The Zulu country was divided amongst twelve chiefs (having four British residents). But in 1883, Ketchwayo was reinstated in the central portion of his kingdom, under certain restrictions, with an English resident. The north-east part of his former domains is under a chief independent of the Zulu king; and on the south, adjoining the Natal border, another strip of territory is reserved for the chiefs unwilling to come again under Ketchwayo’s authority (one of whom, John Dunn, is of English blood).

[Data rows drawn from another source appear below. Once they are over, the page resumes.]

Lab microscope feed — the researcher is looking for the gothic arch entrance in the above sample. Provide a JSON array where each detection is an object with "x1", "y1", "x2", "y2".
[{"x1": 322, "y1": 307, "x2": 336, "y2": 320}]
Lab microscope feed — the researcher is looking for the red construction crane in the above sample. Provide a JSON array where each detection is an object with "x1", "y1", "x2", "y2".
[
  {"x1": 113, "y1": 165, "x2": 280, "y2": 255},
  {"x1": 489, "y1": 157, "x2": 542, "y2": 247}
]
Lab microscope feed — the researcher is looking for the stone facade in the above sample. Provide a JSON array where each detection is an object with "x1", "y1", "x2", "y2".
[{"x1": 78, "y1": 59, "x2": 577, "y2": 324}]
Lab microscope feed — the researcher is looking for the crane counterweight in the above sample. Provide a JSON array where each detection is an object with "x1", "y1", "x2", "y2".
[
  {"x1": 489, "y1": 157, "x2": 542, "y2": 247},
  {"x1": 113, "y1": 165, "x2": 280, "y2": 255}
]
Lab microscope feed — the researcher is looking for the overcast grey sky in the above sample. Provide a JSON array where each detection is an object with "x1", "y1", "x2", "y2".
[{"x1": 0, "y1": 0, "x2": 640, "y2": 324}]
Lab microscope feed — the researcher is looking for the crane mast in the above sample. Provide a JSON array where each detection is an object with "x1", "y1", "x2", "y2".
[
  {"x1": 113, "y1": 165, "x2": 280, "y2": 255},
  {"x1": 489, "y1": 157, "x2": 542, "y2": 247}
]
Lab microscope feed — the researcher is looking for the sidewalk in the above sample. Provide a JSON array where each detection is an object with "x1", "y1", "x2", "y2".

A number of missionary societies of the Wesleyan, American, Norwegian, and Episcopal churches labor amongst these tribes. Considerable interest was some time ago provoked with regard to Bishop Colenso’s peculiar views for evangelizing these heathens; and Colenso’s Zulu was for a while almost as famous as Macaulay’s New Zealander.

The Amafengu tribe, now settled along the Cape frontier, are a broken tribe of Zulus, driven far to the south-west by Chaka or Dingaan. then reduced to slavery by the Amakosa Kaffirs, and freed by Sir B. Durban in the Kaffir war of 1834—1835. The principal Z. tribes are the Amazulu, the Amahute, Amazwazi, and Amatabele. The last emigrated far northwards to the mountains which separate the basins of the Limpopo and Zambesi.